The main purpose of sales analysis is to turn sales data into insights that can be used to improve a bottom line of a business. By analyzing sales data, companies can identify trends, understand what's working and what's not, and make data-driven decisions to boost sales and grow revenue.
I have done the data cleaning, analysis and visualization using Python. The dataset for this analysis have been collected from different sources month wise for a year. Then those datasets were merged together using the Pandas library.
My objective was to collect the data from different sources and perform required analysis, and answer the following questions:
- What was the best month for Sales? How much was earned that month?
- What city had the highest number of sales?
- What time should we display advertisements to maximize likelihood of customer's buying product?
- What product was sold the most?

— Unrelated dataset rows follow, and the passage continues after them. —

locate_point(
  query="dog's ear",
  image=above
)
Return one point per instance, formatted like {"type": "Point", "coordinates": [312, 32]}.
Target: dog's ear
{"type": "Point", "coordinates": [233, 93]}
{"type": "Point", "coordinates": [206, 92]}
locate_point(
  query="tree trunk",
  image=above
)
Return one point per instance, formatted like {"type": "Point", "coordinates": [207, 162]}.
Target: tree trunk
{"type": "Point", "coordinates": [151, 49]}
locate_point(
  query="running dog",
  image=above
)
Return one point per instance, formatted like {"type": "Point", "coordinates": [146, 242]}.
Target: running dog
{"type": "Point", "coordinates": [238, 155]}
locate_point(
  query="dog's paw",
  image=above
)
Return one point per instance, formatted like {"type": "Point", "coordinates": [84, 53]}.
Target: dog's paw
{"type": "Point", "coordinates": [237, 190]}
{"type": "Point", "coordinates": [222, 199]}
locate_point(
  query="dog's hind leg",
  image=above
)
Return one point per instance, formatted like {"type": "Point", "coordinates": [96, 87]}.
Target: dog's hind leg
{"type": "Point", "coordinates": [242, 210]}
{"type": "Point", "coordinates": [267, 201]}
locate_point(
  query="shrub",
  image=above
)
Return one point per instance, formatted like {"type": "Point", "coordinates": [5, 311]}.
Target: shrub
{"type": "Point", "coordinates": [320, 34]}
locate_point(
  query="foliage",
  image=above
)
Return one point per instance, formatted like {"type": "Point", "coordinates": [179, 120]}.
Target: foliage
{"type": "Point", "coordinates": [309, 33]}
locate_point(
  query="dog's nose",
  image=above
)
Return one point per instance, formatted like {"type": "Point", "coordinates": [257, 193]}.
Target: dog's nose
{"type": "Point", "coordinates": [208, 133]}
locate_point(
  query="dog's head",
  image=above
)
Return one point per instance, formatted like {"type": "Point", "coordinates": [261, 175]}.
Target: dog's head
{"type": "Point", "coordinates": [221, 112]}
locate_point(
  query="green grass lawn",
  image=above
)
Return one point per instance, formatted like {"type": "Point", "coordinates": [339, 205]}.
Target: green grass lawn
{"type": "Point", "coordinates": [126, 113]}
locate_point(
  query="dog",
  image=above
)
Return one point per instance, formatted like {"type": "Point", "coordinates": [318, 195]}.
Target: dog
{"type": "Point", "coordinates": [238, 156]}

What was the reason behind it?
import pandas as pd
import matplotlib.pyplot as plt
import seaborn as sns
import os
import datetime
df = pd.read_csv("./Sales_Dataset/Sales_April_2019.csv")
files = [file for file in os.listdir('./Sales_Dataset/')]
all_months_data = pd.DataFrame()
for file in files:
df = pd.read_csv("./Sales_Dataset/"+file)
all_months_data = pd.concat([all_months_data, df])
all_months_data.to_csv("all_data.csv", index=False)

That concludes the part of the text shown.